I crossed the room, opened the door of the hot press, pressed the red switch to
On
, my heart flipping at the sound of its click.
Emboldened by my own daring, I then had a look in all the cupboards I was usually forbidden to open. At the back of one, I found the rest of the packet of chocolate biscuits. For the first one or two, pleasure outweighed guilt, but then the two emotions began to swap places. Yet even after the worry rose so high that I was no longer enjoying them, I kept stuffing them into myself, knowing they would be missed. What was I at?
Then came my dinner, or as much of it as I could manage after the choco-fest. After washing and tidying up after myself, I put my hand to the immersion heater. Hot. Hot half the way down. Heart hammering, face flushed, I took two towels and went upstairs in search of the bath plug, a search that would require a forage into forbidden territory: his bedroom.

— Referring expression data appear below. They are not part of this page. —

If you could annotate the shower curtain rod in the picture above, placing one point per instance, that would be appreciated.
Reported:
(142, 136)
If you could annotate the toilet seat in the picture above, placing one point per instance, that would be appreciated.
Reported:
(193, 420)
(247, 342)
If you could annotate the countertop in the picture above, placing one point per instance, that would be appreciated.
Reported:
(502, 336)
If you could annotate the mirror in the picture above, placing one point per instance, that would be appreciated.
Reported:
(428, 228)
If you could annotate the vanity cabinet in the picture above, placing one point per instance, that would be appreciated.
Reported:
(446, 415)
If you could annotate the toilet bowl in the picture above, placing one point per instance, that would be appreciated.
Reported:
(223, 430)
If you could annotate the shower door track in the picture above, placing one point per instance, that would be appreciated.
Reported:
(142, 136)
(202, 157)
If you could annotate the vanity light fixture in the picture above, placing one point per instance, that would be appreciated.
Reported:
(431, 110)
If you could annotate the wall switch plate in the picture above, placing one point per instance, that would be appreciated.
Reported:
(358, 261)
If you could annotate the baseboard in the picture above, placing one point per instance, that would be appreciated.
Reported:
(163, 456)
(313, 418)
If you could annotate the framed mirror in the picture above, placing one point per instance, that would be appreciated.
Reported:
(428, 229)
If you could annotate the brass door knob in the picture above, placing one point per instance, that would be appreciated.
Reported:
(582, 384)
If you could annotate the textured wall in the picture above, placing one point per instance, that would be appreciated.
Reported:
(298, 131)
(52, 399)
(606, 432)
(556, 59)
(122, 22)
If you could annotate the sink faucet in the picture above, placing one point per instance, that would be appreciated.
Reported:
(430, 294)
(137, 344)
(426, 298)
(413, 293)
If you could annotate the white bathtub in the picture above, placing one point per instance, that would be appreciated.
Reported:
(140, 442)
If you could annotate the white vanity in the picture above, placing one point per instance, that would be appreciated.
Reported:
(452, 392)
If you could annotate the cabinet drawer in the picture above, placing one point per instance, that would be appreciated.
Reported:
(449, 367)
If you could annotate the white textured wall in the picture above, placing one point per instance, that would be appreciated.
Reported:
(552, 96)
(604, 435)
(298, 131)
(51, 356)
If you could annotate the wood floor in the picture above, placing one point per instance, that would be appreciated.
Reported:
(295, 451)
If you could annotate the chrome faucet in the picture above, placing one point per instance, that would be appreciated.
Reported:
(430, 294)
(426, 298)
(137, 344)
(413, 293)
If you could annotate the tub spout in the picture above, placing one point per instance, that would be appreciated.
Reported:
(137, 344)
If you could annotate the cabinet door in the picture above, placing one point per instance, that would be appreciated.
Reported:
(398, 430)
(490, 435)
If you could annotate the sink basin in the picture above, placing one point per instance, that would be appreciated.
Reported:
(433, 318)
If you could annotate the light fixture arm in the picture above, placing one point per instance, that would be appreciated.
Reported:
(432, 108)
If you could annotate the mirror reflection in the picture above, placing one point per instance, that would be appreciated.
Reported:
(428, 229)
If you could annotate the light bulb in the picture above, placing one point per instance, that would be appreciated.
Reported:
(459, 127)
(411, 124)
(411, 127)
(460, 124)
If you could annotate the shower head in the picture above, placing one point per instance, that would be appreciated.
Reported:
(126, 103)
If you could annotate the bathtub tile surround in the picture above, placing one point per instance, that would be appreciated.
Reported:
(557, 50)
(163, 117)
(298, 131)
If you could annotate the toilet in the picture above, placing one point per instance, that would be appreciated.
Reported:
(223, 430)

There was no visible sign of my father in that room, except for a smell, one which is still in the house to this day, even after his death. Fear was thick in me as I went around to his side of the bed, and with good reason. He might well decide to drop over from the barracks as he sometimes did during the day. Especially today, as I was home early. If caught, I would bring upon myself unimaginable punishment, yet on I pressed, compelled by something stronger than fear.

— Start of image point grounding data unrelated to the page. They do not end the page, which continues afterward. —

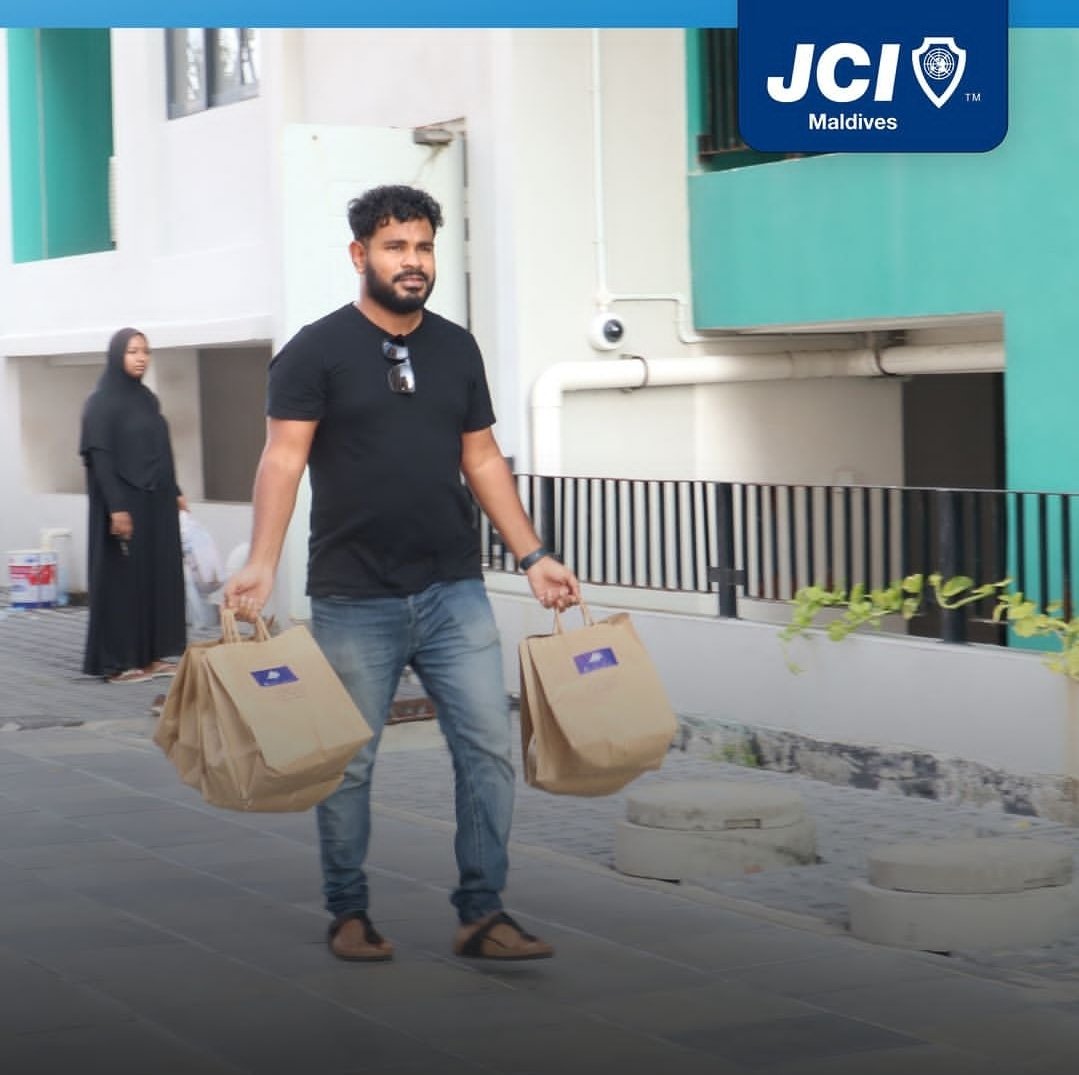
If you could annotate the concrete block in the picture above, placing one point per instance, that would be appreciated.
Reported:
(713, 806)
(673, 855)
(934, 922)
(973, 866)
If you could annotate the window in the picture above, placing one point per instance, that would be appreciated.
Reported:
(720, 143)
(207, 68)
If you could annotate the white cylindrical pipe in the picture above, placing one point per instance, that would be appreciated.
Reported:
(639, 372)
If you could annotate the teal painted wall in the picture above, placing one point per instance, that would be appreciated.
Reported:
(24, 138)
(879, 235)
(60, 120)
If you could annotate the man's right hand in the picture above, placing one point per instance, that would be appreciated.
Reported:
(248, 590)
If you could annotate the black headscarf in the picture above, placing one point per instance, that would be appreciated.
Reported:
(122, 417)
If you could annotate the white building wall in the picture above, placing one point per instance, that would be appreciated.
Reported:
(570, 205)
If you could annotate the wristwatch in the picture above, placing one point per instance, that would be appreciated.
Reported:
(532, 558)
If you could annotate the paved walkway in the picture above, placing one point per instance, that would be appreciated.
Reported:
(144, 931)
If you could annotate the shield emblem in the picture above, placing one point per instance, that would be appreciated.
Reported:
(939, 64)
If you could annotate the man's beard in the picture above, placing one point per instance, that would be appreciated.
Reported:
(379, 290)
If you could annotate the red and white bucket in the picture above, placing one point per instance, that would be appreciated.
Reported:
(31, 573)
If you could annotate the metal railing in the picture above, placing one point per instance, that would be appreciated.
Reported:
(763, 542)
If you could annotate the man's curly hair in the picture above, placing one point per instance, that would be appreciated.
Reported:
(382, 204)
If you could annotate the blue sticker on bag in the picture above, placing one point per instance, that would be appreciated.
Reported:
(595, 660)
(274, 677)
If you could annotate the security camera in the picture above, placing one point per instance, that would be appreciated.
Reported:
(606, 331)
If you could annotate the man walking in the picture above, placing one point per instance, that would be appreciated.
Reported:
(388, 405)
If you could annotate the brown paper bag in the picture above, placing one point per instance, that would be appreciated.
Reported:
(259, 723)
(593, 712)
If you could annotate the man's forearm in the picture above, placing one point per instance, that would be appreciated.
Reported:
(274, 498)
(493, 486)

His bedroom locker was one place kept free of Mrs Whelan's housekeeping. In it, bundles of papers and letters were jumbled with two pairs of reading glasses, a screwdriver, some golf tees and a golf ball, a whisky glass full of copper coins and other debris. Under a stack of
Ireland's Own
and
Reader's Digest
magazines, I found it: the bath plug. And beneath it: a brown envelope torn in one corner. I peeled back the tear a little. Another magazine. What impulse led me to open the envelope, heart banging against its cage? It was as if I knew before I knew.
My father's magazine was full of pictures of half-naked women. It would be considered innocent now, the sort of images that have become everyday to us, delivered to our breakfast tables in daily newspapers and to our sitting rooms by TV. A dark-haired girl in a leather hat brandishing a cocktail glass, her sweater pulled up. Another reclining naked on a fur coat, fabric carefully arranged to cover her pubis. Another lying in the bath, soaping herself, leg bent to block a view of anything too blatant. Anatomically innocent, but its intent the same as all porn, and it was the intent that held thirteen-year-old me riveted with shock.

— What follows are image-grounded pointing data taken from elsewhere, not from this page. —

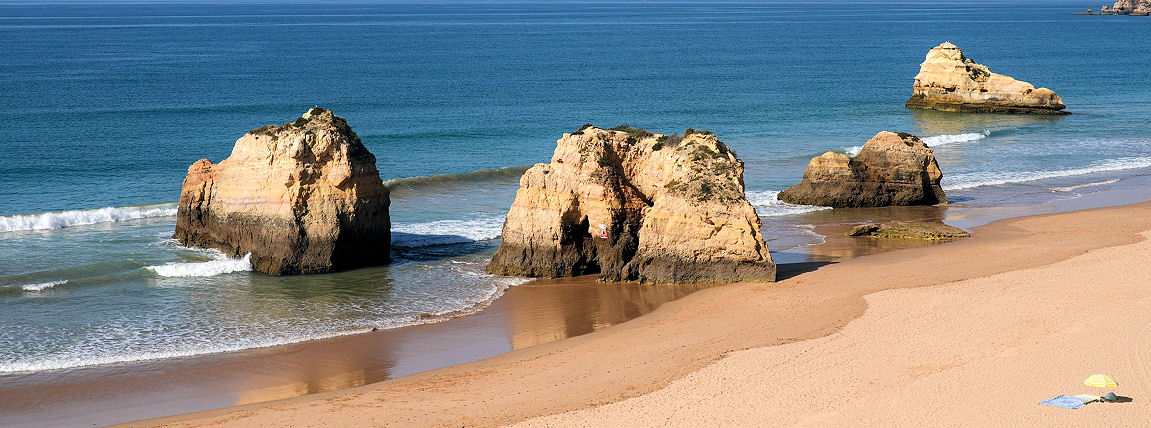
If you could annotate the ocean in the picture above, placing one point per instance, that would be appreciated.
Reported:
(104, 107)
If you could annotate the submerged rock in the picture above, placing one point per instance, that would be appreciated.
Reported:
(951, 82)
(909, 230)
(1132, 7)
(891, 169)
(630, 205)
(302, 198)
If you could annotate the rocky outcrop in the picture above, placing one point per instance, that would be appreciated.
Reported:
(302, 198)
(891, 169)
(1123, 7)
(627, 204)
(951, 82)
(909, 230)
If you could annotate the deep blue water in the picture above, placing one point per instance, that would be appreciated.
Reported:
(107, 105)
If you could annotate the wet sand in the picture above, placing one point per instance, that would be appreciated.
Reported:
(526, 315)
(813, 300)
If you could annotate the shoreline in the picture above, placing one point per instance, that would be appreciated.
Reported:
(688, 334)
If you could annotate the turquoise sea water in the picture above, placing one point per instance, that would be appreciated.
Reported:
(103, 107)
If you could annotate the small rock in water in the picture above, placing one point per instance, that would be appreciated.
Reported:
(909, 230)
(892, 169)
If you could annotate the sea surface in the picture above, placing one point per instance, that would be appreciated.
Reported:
(104, 106)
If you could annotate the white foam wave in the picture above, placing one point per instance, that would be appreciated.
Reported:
(768, 205)
(500, 285)
(1071, 188)
(54, 364)
(66, 219)
(978, 180)
(935, 140)
(447, 231)
(220, 266)
(945, 139)
(43, 285)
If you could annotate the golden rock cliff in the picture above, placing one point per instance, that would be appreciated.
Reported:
(1133, 7)
(948, 81)
(891, 169)
(302, 198)
(630, 205)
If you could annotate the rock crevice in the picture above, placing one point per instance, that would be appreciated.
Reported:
(631, 205)
(302, 198)
(948, 81)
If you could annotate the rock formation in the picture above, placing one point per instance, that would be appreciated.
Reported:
(909, 230)
(302, 198)
(951, 82)
(890, 169)
(1123, 7)
(630, 205)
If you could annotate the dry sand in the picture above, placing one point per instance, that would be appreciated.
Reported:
(972, 333)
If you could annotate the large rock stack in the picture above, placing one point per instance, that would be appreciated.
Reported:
(951, 82)
(891, 169)
(302, 198)
(627, 204)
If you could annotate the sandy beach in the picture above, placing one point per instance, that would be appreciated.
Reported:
(975, 331)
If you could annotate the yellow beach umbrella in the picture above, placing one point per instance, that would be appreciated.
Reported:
(1100, 381)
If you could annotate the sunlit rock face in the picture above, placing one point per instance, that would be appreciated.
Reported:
(631, 205)
(951, 82)
(892, 169)
(302, 198)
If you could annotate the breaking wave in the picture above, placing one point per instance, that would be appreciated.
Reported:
(1071, 188)
(978, 180)
(37, 287)
(408, 184)
(222, 265)
(935, 140)
(447, 231)
(768, 205)
(945, 139)
(67, 219)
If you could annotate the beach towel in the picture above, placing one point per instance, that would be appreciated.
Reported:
(1064, 402)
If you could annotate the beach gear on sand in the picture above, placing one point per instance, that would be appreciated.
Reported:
(1088, 398)
(1100, 381)
(1065, 402)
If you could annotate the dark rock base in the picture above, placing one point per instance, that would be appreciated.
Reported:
(909, 230)
(862, 195)
(915, 102)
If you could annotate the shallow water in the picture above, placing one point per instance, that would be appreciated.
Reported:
(455, 99)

I was at an age where I was just becoming aware of breasts. My own were budding and I had started surreptitiously eying the bulges beneath the blouses and jumpers of the females around me: teachers in school, sixth-year girls, neighbors at Mass. I had never seen anyone else's naked before and now here was a profusion of them in every variety. It wasn't just the nakedness that fascinated me, as much as the look on these girls' faces. Saucy, as one of the captions said. Yes, they were girls, but girls of a different species. They had allowed somebody to photograph them like that because they liked it: "Hi. I'm Sophie and I've always wanted to be a nude model."
Something I was just coming to know about women and men was writ large in this magazine, in my sixty-six-year old father keeping it in a brown envelope in his bedside locker. I wanted to put it back, pretend I'd never seen it, but I also wanted to see more of it. I wanted to know everything it had to tell me.